What other methods have you used to leverage other people’s audiences in order to build your own?

Cristian Mihai

Became Internet famous by the age of 23. Never recovered. I write short author bios all over the web. I’m an acquired taste. Don’t like me? Acquire some taste.

48 thoughts on “Networking for The Novice Blogger3 min read

  1. Your tips are great. I’ve seen plenty of brilliant content creators with next to no followers on all platforms. You’re right – the social element is everything. At the same time, I’ve seen people with nothing to offer with tens of thousands of followers after only a week! One day I’ll figure out what’s going on there.
    Great article.

  2. This is really good advice. I think when you are starting out (as I am) you get so focused on views and likes that you forget that feedback is where the real learning happens. This was a good reminder I don’t visit my neighbors often enough.

  3. Exactly what I’m terrified of doing, but I know this is a necessary step into making my blog more visible. Especially if writing for a living is the dream! Very useful tips for anyone of any level 👌🏻

  4. Yep, my favorite strategy for building a network are blog commenting. And I 100% agree with the point that you shouldn’t mention your blog links in every comment. I’d say share your blog links only when it you have written a similar article otherwise just leave a great comment. Share your opinions, what useful tips you got after reading it, or your own experience. And all these things should be 100% genuine. Sincerely appreciate the blog post. This will help you guys for sure. By the way, Thanks for this blog, Cristian.

  5. Yes, people who comment are like the gold dust of blog-land! (and people who REPLY to a comment are like diamonds!!) Wish I could have read this post when I was starting my blog, but thanks Christian, it’s still very relevant and good to know! 🙂

      1. Oh, I’m always open to learning new stuff around the subject of blogging! Sometimes I think a beginner has so much to learn that they have a hard time focusing on what’s important in the long term, at the point of beginning (don’t we all though, with learning ANYTHING?!)

  6. Great tips. I agree about those comments with links. It’s kind of rude, unless the blogger has specifically invited you to leave a link. I get fed-up with that on Instagram. I wonder why people think I will want to follow them, when mostly they don’t even follow me, but just leave a generic: “Nice post. Check out my awesome content and follow me.” Really??? Genuine interactions are what build relationships online. If you wouldn’t go up to a stranger in the street and ask them to buy your ebook, with no introduction, don’t do the equivalent online. 😀💝

    1. I agree, Paula. No one in their right mind would ever attempt stuff like that in real life. I mean, if I don’t know you, even a little bit, why are you asking me to follow your blog? It is obvious I do not care, the same way I wouldn’t if you asked me that on the street.

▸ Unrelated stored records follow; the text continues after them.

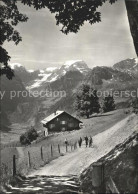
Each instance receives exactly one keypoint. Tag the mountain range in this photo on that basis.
(121, 76)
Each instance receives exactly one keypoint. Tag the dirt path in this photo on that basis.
(74, 163)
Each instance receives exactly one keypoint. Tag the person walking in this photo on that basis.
(80, 142)
(86, 141)
(90, 141)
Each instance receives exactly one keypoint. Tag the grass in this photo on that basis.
(92, 126)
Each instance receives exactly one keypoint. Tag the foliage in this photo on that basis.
(109, 104)
(28, 137)
(87, 101)
(69, 13)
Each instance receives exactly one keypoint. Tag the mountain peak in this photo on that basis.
(71, 62)
(15, 65)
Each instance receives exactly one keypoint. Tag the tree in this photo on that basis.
(109, 104)
(70, 13)
(86, 102)
(10, 17)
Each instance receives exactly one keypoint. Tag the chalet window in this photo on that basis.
(71, 124)
(63, 122)
(51, 126)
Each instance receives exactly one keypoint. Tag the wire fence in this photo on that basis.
(21, 160)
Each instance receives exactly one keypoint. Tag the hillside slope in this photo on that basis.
(74, 163)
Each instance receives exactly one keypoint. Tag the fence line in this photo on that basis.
(34, 157)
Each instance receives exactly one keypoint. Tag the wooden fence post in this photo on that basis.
(66, 147)
(41, 153)
(98, 177)
(29, 160)
(59, 148)
(51, 151)
(14, 165)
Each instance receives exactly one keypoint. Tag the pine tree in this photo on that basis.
(109, 104)
(86, 102)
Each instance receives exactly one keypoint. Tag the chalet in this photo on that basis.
(60, 121)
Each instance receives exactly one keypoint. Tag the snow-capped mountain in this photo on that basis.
(127, 65)
(72, 65)
(52, 74)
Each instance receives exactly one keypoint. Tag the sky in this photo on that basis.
(44, 45)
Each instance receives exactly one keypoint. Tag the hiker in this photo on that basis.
(66, 141)
(86, 141)
(90, 141)
(80, 142)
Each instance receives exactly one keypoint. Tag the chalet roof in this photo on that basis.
(54, 115)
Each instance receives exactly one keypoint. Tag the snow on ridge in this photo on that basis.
(39, 82)
(51, 69)
(42, 71)
(71, 62)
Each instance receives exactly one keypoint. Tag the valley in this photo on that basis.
(20, 113)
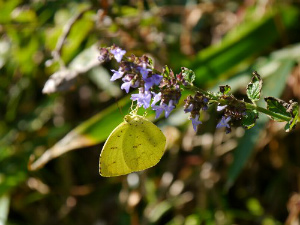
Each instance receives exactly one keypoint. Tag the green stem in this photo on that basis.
(248, 106)
(268, 112)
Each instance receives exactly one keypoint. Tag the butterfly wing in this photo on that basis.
(112, 161)
(143, 145)
(134, 145)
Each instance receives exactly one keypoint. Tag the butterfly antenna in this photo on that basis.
(134, 109)
(120, 109)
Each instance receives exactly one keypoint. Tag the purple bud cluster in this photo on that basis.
(157, 90)
(162, 90)
(234, 111)
(193, 105)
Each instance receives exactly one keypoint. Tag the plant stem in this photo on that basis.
(268, 112)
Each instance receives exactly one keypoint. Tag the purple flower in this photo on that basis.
(118, 53)
(126, 86)
(128, 83)
(117, 75)
(224, 122)
(189, 108)
(221, 107)
(163, 107)
(195, 122)
(159, 109)
(142, 98)
(150, 81)
(156, 98)
(144, 71)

  7. This was very insightful! I’m a newbie to blogging, and still unclear on how to get out there as far as being noticed. Now, my content is lacking and unsure of where I should direct my blog. So many questions I have, but this was good what you wrote. Thank you for sharing.

  8. The secret lies in how well one can market their own blog.
    Great advice for an up and coming blogger, and is also a great way to encourage those who’ve been around for the longest of times but hardly get recognised.

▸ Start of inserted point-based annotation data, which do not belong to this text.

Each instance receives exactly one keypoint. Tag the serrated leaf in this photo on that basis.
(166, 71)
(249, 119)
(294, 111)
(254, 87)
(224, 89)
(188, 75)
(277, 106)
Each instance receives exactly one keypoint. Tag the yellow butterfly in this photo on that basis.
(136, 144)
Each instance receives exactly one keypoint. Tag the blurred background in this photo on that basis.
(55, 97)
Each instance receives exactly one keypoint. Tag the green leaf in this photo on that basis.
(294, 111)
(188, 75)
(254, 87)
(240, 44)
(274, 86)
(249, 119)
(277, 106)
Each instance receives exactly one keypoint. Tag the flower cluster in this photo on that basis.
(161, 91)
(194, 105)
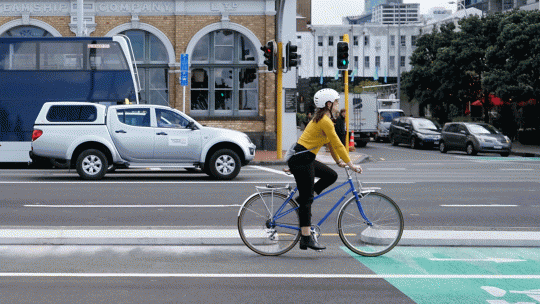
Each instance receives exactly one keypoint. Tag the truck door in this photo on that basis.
(175, 140)
(131, 133)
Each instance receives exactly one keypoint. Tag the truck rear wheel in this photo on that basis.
(92, 164)
(224, 164)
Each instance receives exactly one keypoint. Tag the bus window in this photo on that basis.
(106, 56)
(56, 55)
(22, 56)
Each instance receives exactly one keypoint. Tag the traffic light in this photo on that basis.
(249, 75)
(270, 54)
(291, 55)
(343, 55)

    Nonetheless, happy blogging to those who don’t really rely on traffic to spark their work. 😊

  9. great post, Cristian, thanks.
    Adding to that, Offline networking also helps. Usually, I attend a wide verity of events/workshops(pottery, horseriding, writing, etc.) in my city as a participant. That way, I get a chance to meet a diverse set of people, it also gives me new ideas, and I tell them about the ideas as well. “This gives me an idea….” is a powerful sentence. They also feel great that they helped somebody today. win-win.

    and ya, “Comment on other blogs” checked.

    1. Yes, offline networking is so underrated. Telling people in real life that you’re a blogger, what your blog is about, can not only get you more readers, but maybe sponsors, investors, or even folks who can guest blog or help you in some other way. It’s something that would take longer in this online environment of ours.